Acierto pleno en el caso. Cuatro sobre cuatro; no cabía la casualidad, tenía una pista.
Ferrer sintió el impulso de ir a la habitación y arrancarle la información al mamarracho que se ocultaba allí, pero no era una opción inteligente: se delataría y el tipo podía resultar un simple mandado.
—Después le pediré que escriba su teléfono en una de mis tarjetas. —Ferrer vació la cisterna del retrete—. En vez de eso, anote la dirección de la checa, si la recuerda. ¿De acuerdo?
Un parpadeo.
Regresaron al salón charlando sobre la torre Eiffel.
—Si alguna vez deciden vender los Daumier, avísenme. —Ferrer fue hacia el balcón—. Es tarde, no les molesto más.
Observó la calle.
Allí estaban. Los dos tipos del día anterior; iban tras sus pasos, no los de Enrique ni de los fugitivos de la Barceloneta.
No muy lejos, un tercer elemento aguardaba en un automóvil.
Conocían sus movimientos y hasta se le habían adelantado: sabían que iba tras el asesino de las niñas. Le costaba imaginar por qué la policía —si es que, en verdad, se trataba de la policía— se interesaba por sus pesquisas y se entrometía en la investigación.
—Les agradezco mucho el tiempo que me han dedicado. —Buscó una tarjeta en su cartera—. Miguel, ¿le importa darme el número de teléfono de su despacho por si tuviera que ponerme de nuevo en contacto con usted?
El hombre garabateó unas letras y se la devolvió.
Ferrer leyó la dirección de la checa. Era la misma que le habían dado en las otras visitas.

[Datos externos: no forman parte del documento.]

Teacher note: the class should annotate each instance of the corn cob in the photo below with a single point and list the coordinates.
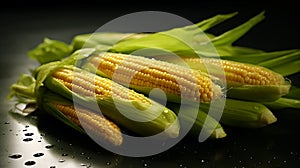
(87, 121)
(144, 74)
(239, 113)
(244, 81)
(138, 114)
(241, 73)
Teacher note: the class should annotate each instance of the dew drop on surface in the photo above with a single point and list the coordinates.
(28, 134)
(49, 146)
(38, 154)
(61, 160)
(30, 163)
(27, 139)
(15, 156)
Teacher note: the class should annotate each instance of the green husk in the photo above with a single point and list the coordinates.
(283, 103)
(258, 93)
(50, 50)
(165, 122)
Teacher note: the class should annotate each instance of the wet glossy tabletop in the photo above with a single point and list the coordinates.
(44, 142)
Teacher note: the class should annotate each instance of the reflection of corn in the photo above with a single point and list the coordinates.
(141, 72)
(88, 85)
(240, 73)
(92, 123)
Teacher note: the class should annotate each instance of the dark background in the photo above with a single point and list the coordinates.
(24, 24)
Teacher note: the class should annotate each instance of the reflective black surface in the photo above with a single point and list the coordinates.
(44, 142)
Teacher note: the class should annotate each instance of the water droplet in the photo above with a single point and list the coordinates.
(28, 134)
(82, 164)
(30, 163)
(61, 160)
(27, 139)
(49, 146)
(38, 154)
(15, 156)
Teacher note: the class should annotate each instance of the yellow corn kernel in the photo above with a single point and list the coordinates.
(242, 73)
(87, 84)
(151, 73)
(99, 126)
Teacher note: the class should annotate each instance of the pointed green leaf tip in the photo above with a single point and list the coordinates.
(49, 51)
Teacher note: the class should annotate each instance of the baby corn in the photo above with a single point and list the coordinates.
(244, 81)
(131, 110)
(144, 74)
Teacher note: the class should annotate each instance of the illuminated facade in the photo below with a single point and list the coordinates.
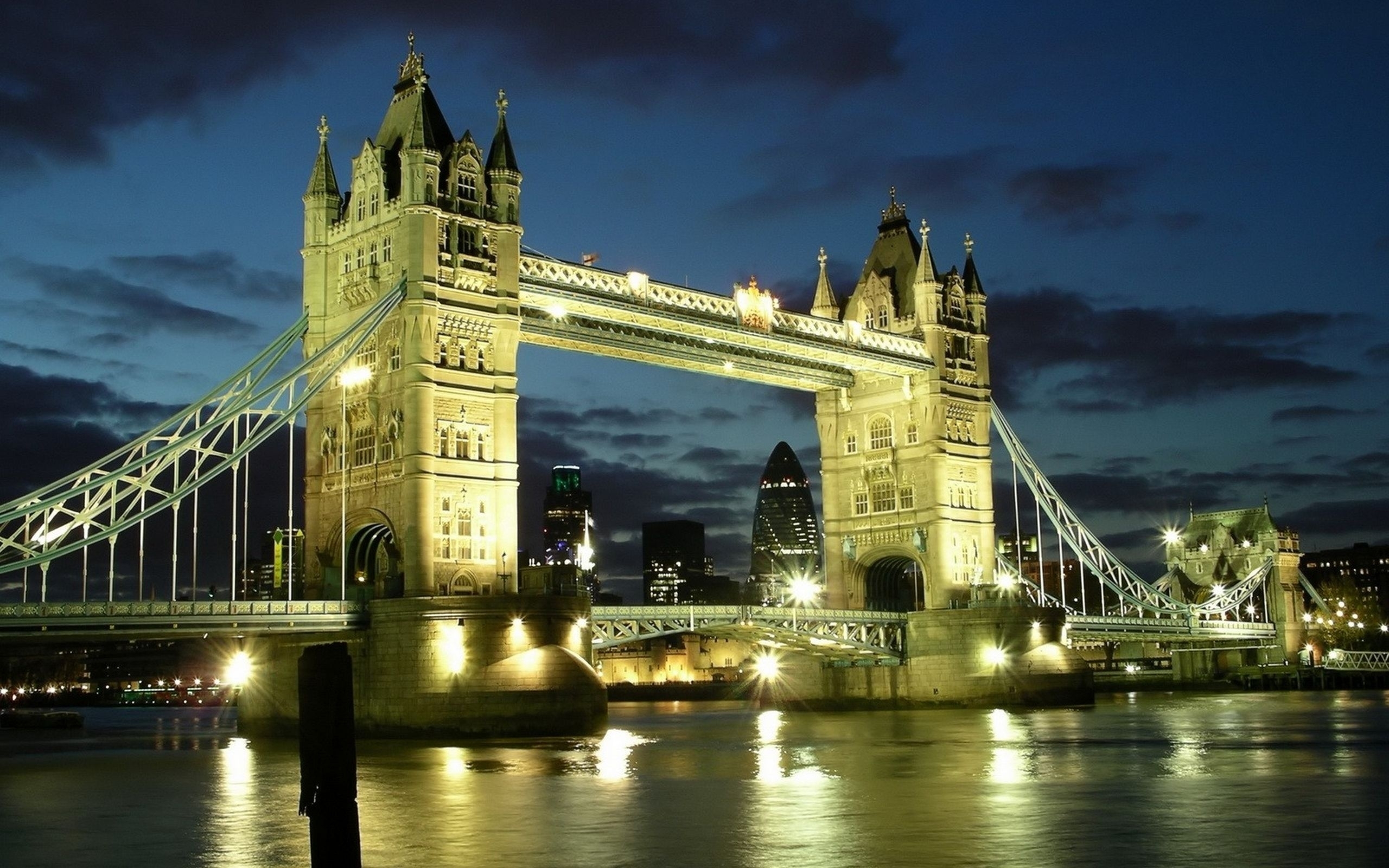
(569, 521)
(906, 463)
(425, 446)
(785, 529)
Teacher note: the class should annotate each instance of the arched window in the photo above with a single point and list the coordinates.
(880, 434)
(884, 496)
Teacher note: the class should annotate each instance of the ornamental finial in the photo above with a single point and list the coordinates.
(415, 66)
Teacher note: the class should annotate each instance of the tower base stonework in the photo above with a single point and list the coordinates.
(478, 667)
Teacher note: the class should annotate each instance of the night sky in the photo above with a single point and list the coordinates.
(1181, 214)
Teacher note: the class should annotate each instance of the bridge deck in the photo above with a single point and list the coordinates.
(125, 620)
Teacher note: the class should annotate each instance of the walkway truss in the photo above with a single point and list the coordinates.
(839, 636)
(171, 462)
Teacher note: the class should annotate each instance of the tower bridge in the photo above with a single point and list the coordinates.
(417, 296)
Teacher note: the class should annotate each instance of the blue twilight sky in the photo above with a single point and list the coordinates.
(1181, 213)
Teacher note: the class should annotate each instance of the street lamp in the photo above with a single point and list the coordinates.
(348, 378)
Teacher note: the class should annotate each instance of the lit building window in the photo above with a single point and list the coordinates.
(880, 434)
(884, 496)
(365, 446)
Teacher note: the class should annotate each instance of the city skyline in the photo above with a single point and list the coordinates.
(1187, 291)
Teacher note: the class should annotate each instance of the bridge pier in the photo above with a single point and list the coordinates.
(499, 666)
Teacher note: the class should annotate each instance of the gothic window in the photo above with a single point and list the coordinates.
(880, 434)
(907, 497)
(884, 496)
(365, 446)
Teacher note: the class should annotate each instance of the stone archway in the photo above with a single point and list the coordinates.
(374, 559)
(894, 582)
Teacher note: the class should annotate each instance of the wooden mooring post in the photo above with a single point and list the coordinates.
(328, 757)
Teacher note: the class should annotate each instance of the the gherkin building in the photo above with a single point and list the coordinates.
(785, 531)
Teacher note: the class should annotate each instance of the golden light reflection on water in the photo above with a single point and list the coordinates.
(614, 753)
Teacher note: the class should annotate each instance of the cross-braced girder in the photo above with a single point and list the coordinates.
(1131, 588)
(174, 459)
(578, 308)
(839, 635)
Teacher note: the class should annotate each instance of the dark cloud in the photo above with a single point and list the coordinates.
(1315, 413)
(799, 177)
(214, 270)
(1341, 517)
(118, 306)
(1150, 356)
(70, 78)
(1077, 197)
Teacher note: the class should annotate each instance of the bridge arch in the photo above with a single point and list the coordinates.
(892, 578)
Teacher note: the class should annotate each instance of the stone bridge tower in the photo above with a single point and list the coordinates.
(907, 475)
(425, 448)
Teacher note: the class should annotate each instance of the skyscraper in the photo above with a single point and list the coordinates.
(569, 517)
(785, 531)
(673, 559)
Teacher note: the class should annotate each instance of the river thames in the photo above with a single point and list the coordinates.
(1138, 780)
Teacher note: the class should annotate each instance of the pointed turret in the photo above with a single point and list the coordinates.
(323, 181)
(926, 289)
(415, 118)
(504, 175)
(974, 298)
(825, 304)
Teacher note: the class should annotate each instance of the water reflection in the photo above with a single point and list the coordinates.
(614, 753)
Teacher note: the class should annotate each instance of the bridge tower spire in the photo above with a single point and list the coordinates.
(906, 463)
(420, 462)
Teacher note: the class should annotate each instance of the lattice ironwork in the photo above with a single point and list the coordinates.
(1113, 573)
(178, 456)
(827, 633)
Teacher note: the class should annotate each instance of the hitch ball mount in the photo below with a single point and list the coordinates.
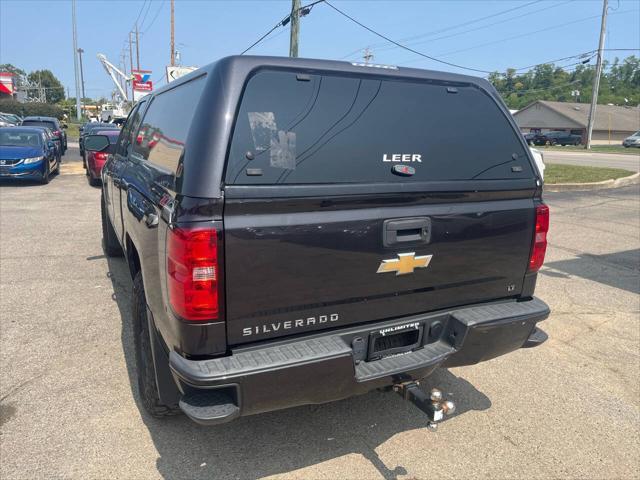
(433, 404)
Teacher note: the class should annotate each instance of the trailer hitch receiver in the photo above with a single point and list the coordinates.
(432, 404)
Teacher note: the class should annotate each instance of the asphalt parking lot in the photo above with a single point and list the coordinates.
(629, 161)
(70, 407)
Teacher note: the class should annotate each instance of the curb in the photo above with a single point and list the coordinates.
(619, 182)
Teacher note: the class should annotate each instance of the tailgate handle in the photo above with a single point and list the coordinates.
(406, 230)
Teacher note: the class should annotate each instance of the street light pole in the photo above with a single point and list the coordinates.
(75, 58)
(80, 52)
(596, 80)
(172, 61)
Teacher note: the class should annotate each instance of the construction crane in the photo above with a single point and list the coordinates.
(112, 70)
(111, 112)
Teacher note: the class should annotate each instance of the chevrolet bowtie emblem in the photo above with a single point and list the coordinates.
(405, 263)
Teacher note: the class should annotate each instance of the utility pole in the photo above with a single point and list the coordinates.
(596, 80)
(75, 58)
(172, 61)
(131, 62)
(80, 52)
(368, 56)
(295, 28)
(137, 48)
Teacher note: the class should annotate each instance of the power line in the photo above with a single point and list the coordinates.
(144, 17)
(561, 25)
(453, 27)
(153, 20)
(480, 27)
(139, 13)
(281, 23)
(401, 45)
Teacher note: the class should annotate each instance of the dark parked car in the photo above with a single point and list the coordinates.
(557, 138)
(27, 153)
(90, 128)
(53, 124)
(98, 148)
(56, 141)
(299, 231)
(529, 137)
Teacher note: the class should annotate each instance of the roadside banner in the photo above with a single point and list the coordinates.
(176, 72)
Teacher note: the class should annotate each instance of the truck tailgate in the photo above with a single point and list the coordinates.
(296, 265)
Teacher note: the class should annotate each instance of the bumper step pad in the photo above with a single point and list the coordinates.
(209, 407)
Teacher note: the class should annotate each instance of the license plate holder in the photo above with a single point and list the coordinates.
(394, 340)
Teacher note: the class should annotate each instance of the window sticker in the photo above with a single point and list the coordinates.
(283, 150)
(263, 129)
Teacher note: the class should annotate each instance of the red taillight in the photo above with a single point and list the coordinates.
(192, 273)
(540, 238)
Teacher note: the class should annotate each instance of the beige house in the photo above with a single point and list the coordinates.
(612, 125)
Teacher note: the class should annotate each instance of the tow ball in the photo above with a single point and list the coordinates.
(433, 404)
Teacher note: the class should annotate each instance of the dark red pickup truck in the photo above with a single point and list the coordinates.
(300, 231)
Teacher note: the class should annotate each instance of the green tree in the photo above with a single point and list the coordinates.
(53, 88)
(619, 85)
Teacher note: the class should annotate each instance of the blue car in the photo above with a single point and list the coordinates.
(27, 153)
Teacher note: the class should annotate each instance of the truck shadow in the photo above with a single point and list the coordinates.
(283, 441)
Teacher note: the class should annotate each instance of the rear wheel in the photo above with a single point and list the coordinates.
(45, 173)
(147, 386)
(109, 239)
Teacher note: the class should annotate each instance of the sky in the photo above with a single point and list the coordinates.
(483, 35)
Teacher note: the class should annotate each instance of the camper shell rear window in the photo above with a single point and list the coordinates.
(302, 128)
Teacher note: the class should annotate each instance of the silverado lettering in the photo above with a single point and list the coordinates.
(289, 324)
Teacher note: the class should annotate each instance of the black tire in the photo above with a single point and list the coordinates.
(146, 372)
(109, 239)
(45, 173)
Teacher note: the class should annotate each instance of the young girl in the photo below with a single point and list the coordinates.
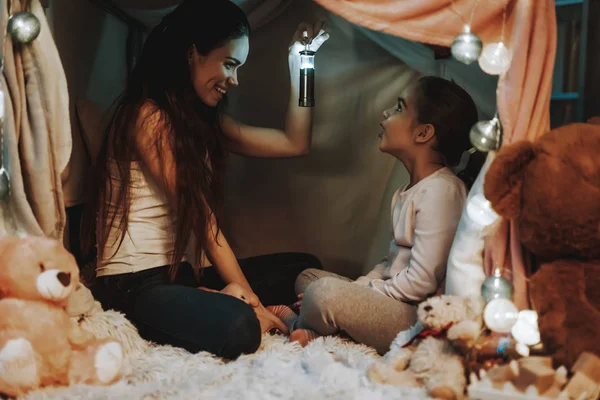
(428, 131)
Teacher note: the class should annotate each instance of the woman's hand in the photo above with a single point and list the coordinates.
(268, 321)
(316, 36)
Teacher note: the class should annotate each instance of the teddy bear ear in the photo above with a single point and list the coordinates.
(504, 178)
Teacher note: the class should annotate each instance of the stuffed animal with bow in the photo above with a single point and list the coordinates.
(39, 344)
(433, 358)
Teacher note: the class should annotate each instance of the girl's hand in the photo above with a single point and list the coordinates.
(268, 320)
(316, 36)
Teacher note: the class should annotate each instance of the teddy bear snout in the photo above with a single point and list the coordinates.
(64, 278)
(54, 285)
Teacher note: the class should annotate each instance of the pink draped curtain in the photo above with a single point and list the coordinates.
(523, 94)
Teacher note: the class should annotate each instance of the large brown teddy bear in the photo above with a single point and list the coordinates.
(551, 189)
(39, 344)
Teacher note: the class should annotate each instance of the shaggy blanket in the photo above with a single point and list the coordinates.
(329, 368)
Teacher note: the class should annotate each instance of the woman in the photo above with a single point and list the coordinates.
(428, 131)
(159, 185)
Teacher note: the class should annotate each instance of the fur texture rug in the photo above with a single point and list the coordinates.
(328, 368)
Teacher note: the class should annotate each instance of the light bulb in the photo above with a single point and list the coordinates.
(495, 58)
(307, 79)
(307, 60)
(500, 315)
(466, 48)
(485, 135)
(24, 27)
(496, 287)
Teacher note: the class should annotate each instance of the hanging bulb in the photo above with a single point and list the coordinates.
(24, 27)
(495, 58)
(466, 48)
(500, 315)
(485, 135)
(496, 287)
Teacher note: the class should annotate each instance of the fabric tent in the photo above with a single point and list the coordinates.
(335, 202)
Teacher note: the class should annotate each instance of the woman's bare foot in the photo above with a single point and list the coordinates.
(286, 315)
(303, 336)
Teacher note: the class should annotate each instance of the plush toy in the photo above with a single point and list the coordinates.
(551, 190)
(433, 358)
(39, 344)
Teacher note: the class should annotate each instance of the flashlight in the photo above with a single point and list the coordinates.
(307, 75)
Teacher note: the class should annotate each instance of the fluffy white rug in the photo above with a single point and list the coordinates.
(328, 368)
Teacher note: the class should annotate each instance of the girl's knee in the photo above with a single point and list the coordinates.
(323, 294)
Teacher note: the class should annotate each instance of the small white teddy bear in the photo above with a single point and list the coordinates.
(432, 358)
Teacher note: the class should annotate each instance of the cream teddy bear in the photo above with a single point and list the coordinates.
(39, 344)
(432, 358)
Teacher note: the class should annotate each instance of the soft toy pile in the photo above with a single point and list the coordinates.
(39, 344)
(551, 189)
(434, 357)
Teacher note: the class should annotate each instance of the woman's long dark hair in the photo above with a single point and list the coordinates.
(161, 79)
(452, 112)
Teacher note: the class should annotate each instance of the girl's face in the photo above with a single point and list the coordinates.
(400, 126)
(212, 75)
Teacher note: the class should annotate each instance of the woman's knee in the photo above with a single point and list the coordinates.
(305, 278)
(244, 333)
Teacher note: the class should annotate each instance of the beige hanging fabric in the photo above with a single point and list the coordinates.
(37, 133)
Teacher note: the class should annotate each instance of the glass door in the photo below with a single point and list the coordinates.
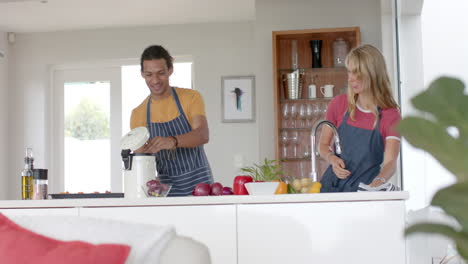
(86, 131)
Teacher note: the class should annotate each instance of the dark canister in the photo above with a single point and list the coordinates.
(316, 48)
(40, 183)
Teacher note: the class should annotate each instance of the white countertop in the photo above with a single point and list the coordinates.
(208, 200)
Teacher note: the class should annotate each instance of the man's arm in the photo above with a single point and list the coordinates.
(198, 136)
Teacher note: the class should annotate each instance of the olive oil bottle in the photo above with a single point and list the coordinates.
(27, 176)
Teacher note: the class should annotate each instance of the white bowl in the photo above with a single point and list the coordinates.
(261, 188)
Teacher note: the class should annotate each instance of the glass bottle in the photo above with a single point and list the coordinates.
(39, 184)
(27, 175)
(294, 55)
(340, 51)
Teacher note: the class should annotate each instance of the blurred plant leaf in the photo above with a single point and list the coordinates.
(460, 238)
(454, 200)
(448, 105)
(433, 137)
(446, 101)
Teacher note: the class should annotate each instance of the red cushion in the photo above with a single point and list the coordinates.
(19, 245)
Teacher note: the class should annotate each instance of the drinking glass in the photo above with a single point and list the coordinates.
(316, 113)
(285, 141)
(309, 114)
(302, 115)
(286, 114)
(293, 114)
(295, 141)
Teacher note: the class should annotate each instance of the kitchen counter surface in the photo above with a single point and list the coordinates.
(208, 200)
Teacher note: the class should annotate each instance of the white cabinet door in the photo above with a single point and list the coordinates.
(213, 225)
(40, 211)
(330, 232)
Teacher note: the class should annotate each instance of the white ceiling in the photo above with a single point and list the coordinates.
(23, 16)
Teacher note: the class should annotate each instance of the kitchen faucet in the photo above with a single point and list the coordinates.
(314, 152)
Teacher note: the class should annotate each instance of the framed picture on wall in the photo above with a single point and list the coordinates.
(238, 99)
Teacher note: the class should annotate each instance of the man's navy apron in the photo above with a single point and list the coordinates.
(363, 152)
(189, 166)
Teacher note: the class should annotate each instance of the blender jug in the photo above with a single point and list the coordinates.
(139, 168)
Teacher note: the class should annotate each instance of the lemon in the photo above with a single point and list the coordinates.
(306, 182)
(296, 184)
(316, 186)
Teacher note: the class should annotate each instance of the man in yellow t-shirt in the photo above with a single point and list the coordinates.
(177, 123)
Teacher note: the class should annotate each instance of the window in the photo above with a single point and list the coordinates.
(90, 112)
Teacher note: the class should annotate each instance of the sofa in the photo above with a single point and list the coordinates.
(76, 235)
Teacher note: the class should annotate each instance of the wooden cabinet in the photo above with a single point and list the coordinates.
(296, 117)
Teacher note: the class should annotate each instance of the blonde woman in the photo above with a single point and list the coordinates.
(365, 117)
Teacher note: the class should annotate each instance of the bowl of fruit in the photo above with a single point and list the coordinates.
(155, 188)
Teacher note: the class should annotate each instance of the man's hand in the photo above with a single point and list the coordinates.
(156, 144)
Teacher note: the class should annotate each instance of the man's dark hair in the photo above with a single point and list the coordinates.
(156, 52)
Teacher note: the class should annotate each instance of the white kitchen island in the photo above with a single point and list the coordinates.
(364, 227)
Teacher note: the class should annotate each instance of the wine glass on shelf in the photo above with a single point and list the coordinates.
(323, 109)
(284, 141)
(295, 141)
(302, 115)
(309, 114)
(286, 114)
(316, 113)
(293, 114)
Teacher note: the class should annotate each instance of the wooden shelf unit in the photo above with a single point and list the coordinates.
(327, 74)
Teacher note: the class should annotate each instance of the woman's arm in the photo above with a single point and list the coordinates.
(392, 150)
(338, 164)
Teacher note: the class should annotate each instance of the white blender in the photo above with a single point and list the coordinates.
(139, 168)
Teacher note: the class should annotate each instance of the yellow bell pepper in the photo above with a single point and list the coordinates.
(282, 188)
(316, 186)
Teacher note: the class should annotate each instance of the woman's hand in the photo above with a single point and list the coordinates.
(156, 144)
(338, 167)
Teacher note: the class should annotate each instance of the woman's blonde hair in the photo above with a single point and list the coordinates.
(368, 64)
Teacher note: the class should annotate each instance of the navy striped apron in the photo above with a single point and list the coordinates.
(188, 166)
(363, 152)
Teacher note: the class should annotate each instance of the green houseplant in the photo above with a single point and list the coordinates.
(270, 170)
(443, 132)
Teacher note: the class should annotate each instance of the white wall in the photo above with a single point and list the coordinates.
(218, 49)
(273, 15)
(4, 117)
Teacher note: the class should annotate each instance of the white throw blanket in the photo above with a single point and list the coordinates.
(386, 187)
(146, 241)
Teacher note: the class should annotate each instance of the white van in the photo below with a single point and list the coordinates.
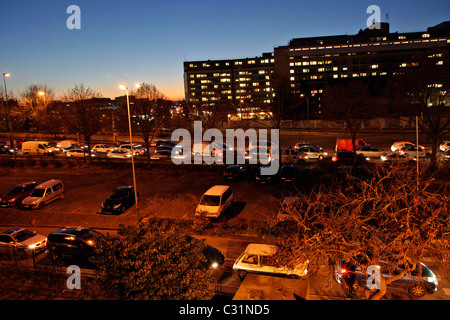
(43, 194)
(38, 148)
(215, 201)
(256, 259)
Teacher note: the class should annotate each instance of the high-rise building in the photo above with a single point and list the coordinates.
(307, 65)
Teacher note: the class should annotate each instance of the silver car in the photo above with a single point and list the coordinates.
(20, 241)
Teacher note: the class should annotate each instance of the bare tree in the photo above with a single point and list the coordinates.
(151, 108)
(348, 104)
(81, 113)
(422, 88)
(387, 215)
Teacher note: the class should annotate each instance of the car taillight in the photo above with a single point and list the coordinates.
(343, 271)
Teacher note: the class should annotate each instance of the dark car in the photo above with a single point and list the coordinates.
(347, 158)
(164, 150)
(213, 255)
(76, 242)
(235, 172)
(288, 173)
(417, 282)
(17, 193)
(262, 178)
(119, 201)
(20, 241)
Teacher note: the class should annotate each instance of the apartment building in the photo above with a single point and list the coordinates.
(309, 64)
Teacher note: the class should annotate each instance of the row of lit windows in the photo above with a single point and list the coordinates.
(236, 63)
(369, 44)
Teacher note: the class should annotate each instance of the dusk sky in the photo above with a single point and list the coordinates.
(148, 41)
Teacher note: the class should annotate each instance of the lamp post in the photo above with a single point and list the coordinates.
(11, 141)
(124, 87)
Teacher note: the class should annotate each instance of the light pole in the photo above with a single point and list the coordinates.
(11, 141)
(124, 87)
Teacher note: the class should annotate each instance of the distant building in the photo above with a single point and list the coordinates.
(308, 64)
(244, 83)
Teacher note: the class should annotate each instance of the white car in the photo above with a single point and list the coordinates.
(119, 153)
(413, 150)
(397, 146)
(102, 148)
(445, 145)
(259, 155)
(370, 152)
(137, 148)
(79, 153)
(21, 241)
(256, 259)
(313, 152)
(215, 201)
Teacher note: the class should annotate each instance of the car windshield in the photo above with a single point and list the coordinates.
(14, 191)
(37, 192)
(208, 200)
(117, 195)
(23, 235)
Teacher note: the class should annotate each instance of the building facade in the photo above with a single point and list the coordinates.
(309, 64)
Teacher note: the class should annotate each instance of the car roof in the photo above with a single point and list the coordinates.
(218, 189)
(12, 231)
(25, 184)
(71, 230)
(261, 249)
(48, 183)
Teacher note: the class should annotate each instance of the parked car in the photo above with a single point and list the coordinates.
(16, 194)
(288, 173)
(256, 259)
(313, 152)
(43, 194)
(72, 242)
(165, 150)
(214, 256)
(392, 158)
(370, 152)
(287, 207)
(43, 148)
(445, 146)
(137, 149)
(306, 144)
(397, 146)
(446, 156)
(102, 148)
(293, 156)
(347, 158)
(262, 178)
(235, 172)
(260, 143)
(413, 150)
(65, 144)
(20, 241)
(260, 155)
(215, 201)
(79, 153)
(119, 200)
(119, 154)
(417, 282)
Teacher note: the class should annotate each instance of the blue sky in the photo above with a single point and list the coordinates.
(147, 41)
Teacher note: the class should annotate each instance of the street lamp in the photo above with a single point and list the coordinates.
(124, 87)
(7, 74)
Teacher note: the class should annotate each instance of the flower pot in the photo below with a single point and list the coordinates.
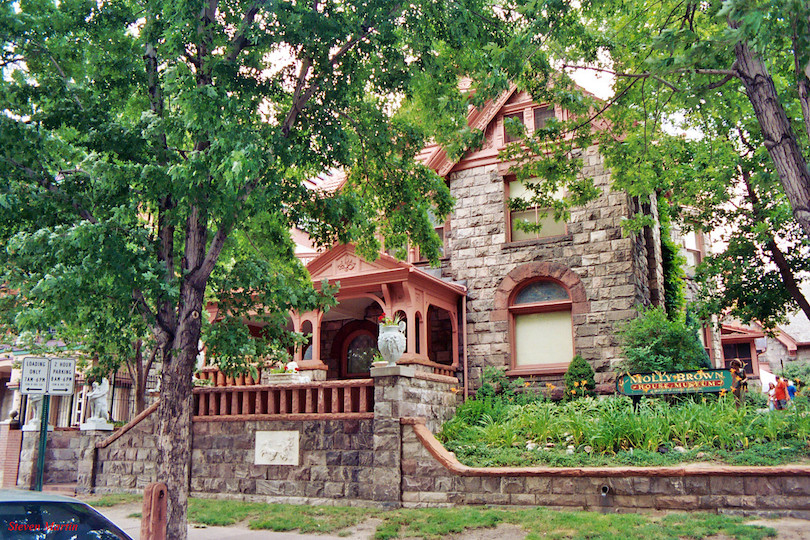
(391, 342)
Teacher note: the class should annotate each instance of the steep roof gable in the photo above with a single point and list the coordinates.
(342, 260)
(439, 161)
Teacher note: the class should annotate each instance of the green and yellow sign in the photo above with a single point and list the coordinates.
(676, 382)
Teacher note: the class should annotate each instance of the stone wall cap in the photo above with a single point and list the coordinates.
(393, 371)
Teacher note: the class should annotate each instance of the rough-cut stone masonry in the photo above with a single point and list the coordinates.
(613, 268)
(431, 476)
(64, 449)
(393, 460)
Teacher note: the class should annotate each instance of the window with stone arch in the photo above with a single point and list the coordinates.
(541, 324)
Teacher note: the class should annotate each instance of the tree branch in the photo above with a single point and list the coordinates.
(46, 183)
(802, 84)
(239, 41)
(777, 256)
(201, 273)
(300, 101)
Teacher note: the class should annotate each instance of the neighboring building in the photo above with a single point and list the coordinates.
(502, 297)
(65, 411)
(748, 343)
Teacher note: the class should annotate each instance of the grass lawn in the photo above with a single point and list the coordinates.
(438, 523)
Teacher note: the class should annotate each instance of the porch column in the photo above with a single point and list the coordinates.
(454, 325)
(316, 335)
(295, 317)
(411, 345)
(424, 333)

En El arte de la guerra, Sun Tzu, el eminente tratadista militar chino de la antigüedad, ensalzaba las virtudes del conocimiento del enemigo y del disimulo como pilares fundamentales de la buena estrategia.
Asumiendo estos principios, Ferrer ignoró a los supuestos policías que le seguían y caminó paseo de Gracia abajo hasta la calle de Aragón; en la esquina con Claris, a diez minutos de la Casa Sedó, estaba el Rugby. Fue uno de los pocos bares que desafió los combates de mayo y permaneció abierto en momentos críticos. Unos héroes.
—¡Buenas tardes! —Saludó a los camareros que atendían la barra—. ¿Puedo usar el teléfono?
La llamada duró menos de un minuto. Cuando colgó se sintió tan satisfecho que estuvo a punto de sonreír. Craso error. Los tipos que andaban tras él eran profesionales y hubiesen sospechado de un cambio de humor repentino.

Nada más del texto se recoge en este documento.